Recusando, a principio, o noivo que o pae lhe indicava, D. Marianna, por ultimo, não teve mais remedio senão acceder aos seus desejos.
Tres mezes depois, com grande alegria de todos os parentes, recebeu se com Alvaro de Mendonça na freguezia dos Anjos.
O pobre velho parecia apenas aguardar a realização d'este ultimo desejo para volver a alma ao Creador, entre as lagrimas da filha e dos amigos que o estremeciam. Ao cabo de oito dias de casada, D. Marianna ficava sem pae.
Manuel Pires de Athayde não se havia enganado na escolha; Alvaro de Mendonça era o exemplo dos maridos. A sua proverbial honestidade tornava-o estimado em todos os logares onde apparecia, acompanhado quasi sempre pela esposa, digna e respeitada como elle.
Ao fim d'um anno, a Providencia, prodiga em lhes proporcionar todas as venturas, concedeu-lhes a maior que póde dar aos que deveras se amam sobre a terra, e que medem o mundo todo, pelo curto espaço do seu domicilio: um filho.

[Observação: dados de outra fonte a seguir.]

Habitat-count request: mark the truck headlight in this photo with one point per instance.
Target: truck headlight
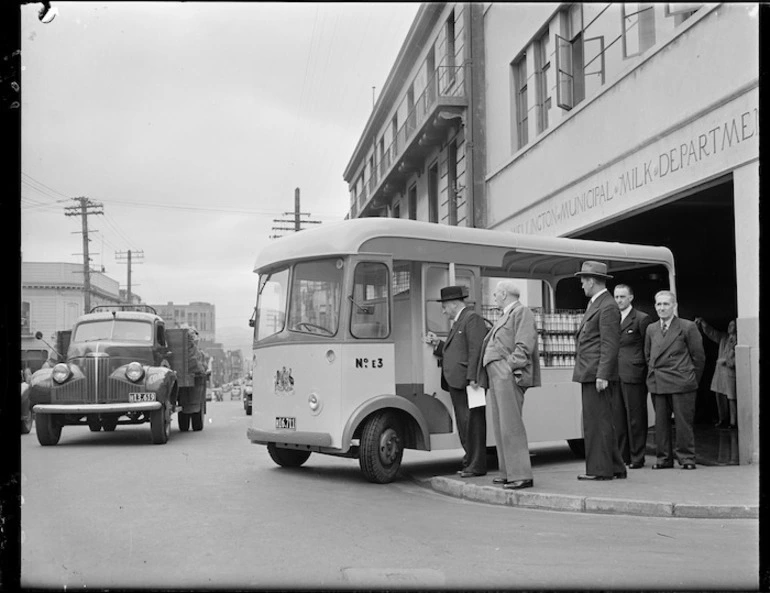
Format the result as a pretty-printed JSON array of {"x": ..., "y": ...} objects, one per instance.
[
  {"x": 314, "y": 402},
  {"x": 61, "y": 372},
  {"x": 134, "y": 372}
]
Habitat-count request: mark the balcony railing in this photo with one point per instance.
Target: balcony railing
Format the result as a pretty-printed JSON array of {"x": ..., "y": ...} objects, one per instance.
[{"x": 446, "y": 83}]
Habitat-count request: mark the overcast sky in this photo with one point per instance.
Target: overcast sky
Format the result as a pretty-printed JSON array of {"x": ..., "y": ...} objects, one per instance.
[{"x": 192, "y": 123}]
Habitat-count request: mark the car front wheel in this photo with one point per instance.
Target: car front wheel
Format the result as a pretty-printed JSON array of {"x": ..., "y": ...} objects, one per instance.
[{"x": 48, "y": 429}]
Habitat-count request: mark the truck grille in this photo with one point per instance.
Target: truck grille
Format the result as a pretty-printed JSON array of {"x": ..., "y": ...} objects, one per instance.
[{"x": 96, "y": 386}]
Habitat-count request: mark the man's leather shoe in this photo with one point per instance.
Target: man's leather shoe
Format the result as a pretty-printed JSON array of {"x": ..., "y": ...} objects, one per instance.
[{"x": 518, "y": 484}]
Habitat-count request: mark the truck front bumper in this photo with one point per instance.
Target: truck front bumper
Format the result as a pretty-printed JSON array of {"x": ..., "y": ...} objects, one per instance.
[
  {"x": 96, "y": 408},
  {"x": 314, "y": 439}
]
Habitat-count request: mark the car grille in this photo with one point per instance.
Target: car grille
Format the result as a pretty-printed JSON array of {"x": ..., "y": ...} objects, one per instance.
[{"x": 95, "y": 386}]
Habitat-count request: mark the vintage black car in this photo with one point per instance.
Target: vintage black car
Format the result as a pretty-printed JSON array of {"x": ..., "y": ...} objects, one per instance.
[{"x": 121, "y": 367}]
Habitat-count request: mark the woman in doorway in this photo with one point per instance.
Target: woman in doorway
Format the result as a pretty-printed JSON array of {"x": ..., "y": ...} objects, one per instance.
[{"x": 723, "y": 383}]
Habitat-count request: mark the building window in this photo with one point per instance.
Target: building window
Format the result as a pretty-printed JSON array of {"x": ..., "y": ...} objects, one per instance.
[
  {"x": 542, "y": 67},
  {"x": 638, "y": 28},
  {"x": 451, "y": 177},
  {"x": 520, "y": 91},
  {"x": 25, "y": 326},
  {"x": 451, "y": 59},
  {"x": 570, "y": 83},
  {"x": 433, "y": 193}
]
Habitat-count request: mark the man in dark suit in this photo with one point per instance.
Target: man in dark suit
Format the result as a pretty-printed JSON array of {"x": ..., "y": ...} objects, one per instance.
[
  {"x": 596, "y": 369},
  {"x": 459, "y": 356},
  {"x": 512, "y": 364},
  {"x": 673, "y": 348},
  {"x": 631, "y": 399}
]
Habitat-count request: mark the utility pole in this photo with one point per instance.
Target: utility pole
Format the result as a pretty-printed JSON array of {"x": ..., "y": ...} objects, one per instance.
[
  {"x": 123, "y": 257},
  {"x": 296, "y": 220},
  {"x": 86, "y": 208}
]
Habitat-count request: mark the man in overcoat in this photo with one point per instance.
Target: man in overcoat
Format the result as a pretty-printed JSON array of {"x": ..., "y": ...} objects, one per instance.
[
  {"x": 596, "y": 369},
  {"x": 511, "y": 365},
  {"x": 631, "y": 399},
  {"x": 675, "y": 362},
  {"x": 459, "y": 355}
]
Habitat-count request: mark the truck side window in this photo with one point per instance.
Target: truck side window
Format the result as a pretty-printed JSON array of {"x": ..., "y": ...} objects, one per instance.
[
  {"x": 161, "y": 336},
  {"x": 370, "y": 301}
]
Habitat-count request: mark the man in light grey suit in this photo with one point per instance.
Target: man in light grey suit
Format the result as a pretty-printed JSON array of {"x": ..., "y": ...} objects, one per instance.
[{"x": 511, "y": 362}]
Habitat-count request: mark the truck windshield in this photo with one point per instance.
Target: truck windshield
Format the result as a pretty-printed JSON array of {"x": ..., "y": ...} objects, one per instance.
[
  {"x": 316, "y": 291},
  {"x": 271, "y": 304},
  {"x": 113, "y": 329}
]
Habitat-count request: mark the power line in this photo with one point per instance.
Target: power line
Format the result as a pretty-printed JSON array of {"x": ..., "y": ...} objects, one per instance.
[{"x": 85, "y": 209}]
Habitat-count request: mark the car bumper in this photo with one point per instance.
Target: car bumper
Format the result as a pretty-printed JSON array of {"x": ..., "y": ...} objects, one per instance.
[{"x": 95, "y": 408}]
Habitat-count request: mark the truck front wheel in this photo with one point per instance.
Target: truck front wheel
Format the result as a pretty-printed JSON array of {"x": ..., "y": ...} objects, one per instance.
[
  {"x": 160, "y": 426},
  {"x": 381, "y": 447},
  {"x": 94, "y": 424},
  {"x": 48, "y": 429},
  {"x": 287, "y": 457}
]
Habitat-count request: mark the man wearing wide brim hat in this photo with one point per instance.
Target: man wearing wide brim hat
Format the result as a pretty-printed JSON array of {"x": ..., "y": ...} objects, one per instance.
[
  {"x": 459, "y": 355},
  {"x": 596, "y": 369}
]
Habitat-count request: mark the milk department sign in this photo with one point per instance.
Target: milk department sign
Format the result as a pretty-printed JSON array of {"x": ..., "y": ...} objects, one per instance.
[{"x": 711, "y": 145}]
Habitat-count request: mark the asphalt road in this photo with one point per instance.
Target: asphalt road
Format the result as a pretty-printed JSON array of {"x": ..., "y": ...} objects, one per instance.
[{"x": 210, "y": 510}]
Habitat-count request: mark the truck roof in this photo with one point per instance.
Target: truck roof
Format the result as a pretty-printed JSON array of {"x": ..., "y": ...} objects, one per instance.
[{"x": 126, "y": 315}]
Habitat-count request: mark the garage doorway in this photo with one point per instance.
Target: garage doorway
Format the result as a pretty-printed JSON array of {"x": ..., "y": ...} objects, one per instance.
[{"x": 699, "y": 229}]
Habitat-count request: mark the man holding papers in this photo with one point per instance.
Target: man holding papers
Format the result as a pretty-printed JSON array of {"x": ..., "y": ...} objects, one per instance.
[
  {"x": 460, "y": 355},
  {"x": 512, "y": 364}
]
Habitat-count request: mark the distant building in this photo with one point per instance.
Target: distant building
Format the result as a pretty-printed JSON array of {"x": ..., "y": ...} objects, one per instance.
[
  {"x": 200, "y": 315},
  {"x": 52, "y": 298}
]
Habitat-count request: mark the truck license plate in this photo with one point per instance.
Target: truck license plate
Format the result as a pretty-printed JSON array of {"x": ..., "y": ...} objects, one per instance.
[{"x": 285, "y": 422}]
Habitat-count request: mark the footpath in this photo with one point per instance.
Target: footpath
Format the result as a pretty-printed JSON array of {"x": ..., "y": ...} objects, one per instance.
[{"x": 710, "y": 491}]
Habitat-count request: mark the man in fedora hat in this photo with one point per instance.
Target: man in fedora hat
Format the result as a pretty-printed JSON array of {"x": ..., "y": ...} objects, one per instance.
[
  {"x": 596, "y": 369},
  {"x": 459, "y": 355}
]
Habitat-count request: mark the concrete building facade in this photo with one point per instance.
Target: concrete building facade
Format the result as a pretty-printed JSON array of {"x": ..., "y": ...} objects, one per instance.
[
  {"x": 631, "y": 122},
  {"x": 52, "y": 298},
  {"x": 637, "y": 123},
  {"x": 200, "y": 315}
]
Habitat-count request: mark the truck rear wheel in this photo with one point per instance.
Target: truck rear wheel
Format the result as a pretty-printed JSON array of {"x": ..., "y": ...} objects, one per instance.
[
  {"x": 94, "y": 424},
  {"x": 578, "y": 447},
  {"x": 381, "y": 447},
  {"x": 197, "y": 419},
  {"x": 160, "y": 426},
  {"x": 287, "y": 457},
  {"x": 109, "y": 423},
  {"x": 48, "y": 429}
]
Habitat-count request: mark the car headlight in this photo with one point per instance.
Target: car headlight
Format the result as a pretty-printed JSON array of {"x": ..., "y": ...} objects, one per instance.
[
  {"x": 134, "y": 372},
  {"x": 61, "y": 372}
]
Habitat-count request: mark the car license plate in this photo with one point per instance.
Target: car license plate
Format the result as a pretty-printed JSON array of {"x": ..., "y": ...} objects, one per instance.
[{"x": 285, "y": 422}]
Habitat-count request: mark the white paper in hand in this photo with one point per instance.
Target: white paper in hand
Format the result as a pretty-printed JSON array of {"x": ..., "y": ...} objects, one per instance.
[{"x": 476, "y": 396}]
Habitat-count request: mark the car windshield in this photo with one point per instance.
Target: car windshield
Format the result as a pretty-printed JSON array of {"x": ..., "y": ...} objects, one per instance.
[{"x": 113, "y": 329}]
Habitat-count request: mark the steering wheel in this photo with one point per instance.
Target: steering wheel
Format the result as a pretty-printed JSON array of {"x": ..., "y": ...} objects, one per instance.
[{"x": 312, "y": 326}]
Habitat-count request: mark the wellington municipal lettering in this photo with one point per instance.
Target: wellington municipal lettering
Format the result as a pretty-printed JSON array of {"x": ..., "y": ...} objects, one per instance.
[{"x": 718, "y": 139}]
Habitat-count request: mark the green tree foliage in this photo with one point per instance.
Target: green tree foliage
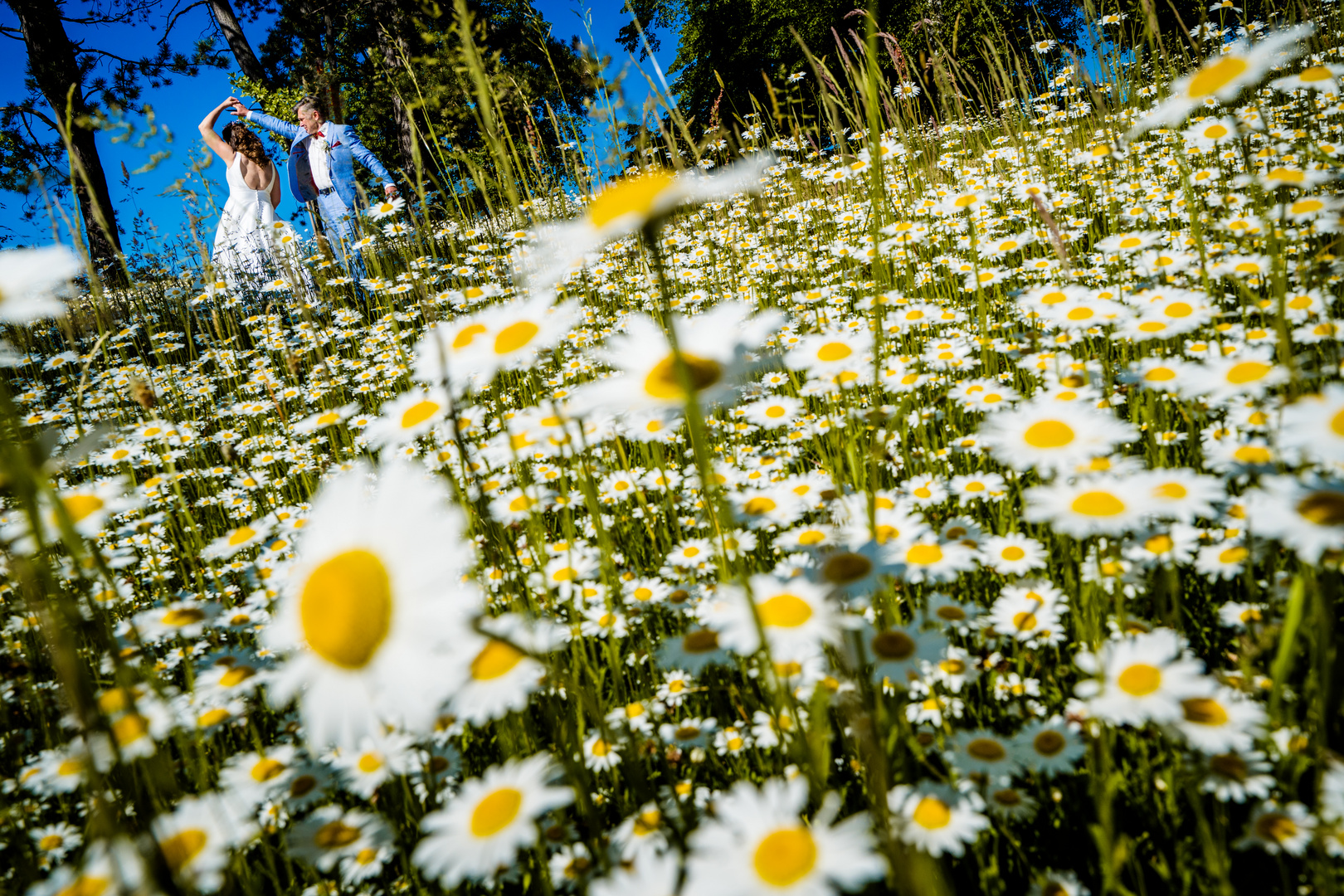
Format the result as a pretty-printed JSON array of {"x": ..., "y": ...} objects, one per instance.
[
  {"x": 401, "y": 73},
  {"x": 728, "y": 47}
]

Manuel—tal foi o nome do recemnascido—de dia para dia se tornava mais robusto. Era um gosto vel os á tarde por sobre os canteiros do seu pequeno jardim, correndo com o Manuelito, e disputando entre si, qual dos dois alegraria mais a creancinha.
Marianna, por esse tempo, teria uns dezoito a vinte annos, Alvaro trinta e quatro.
Amor, saude, mocidade, riquezas e um filho! Que lhes faltava para serem felizes?
Pelo espaço de doze annos, trabalhando mais do que as forças lh'o permittiam, afim de melhorar o futuro da creança, correu a vida de Alvaro de Mendonça, sem que uma só vez podesse D. Marianna deixar de levantar as mãos aos céus, para agradecer á Providencia o esposo que lhe havia concedido.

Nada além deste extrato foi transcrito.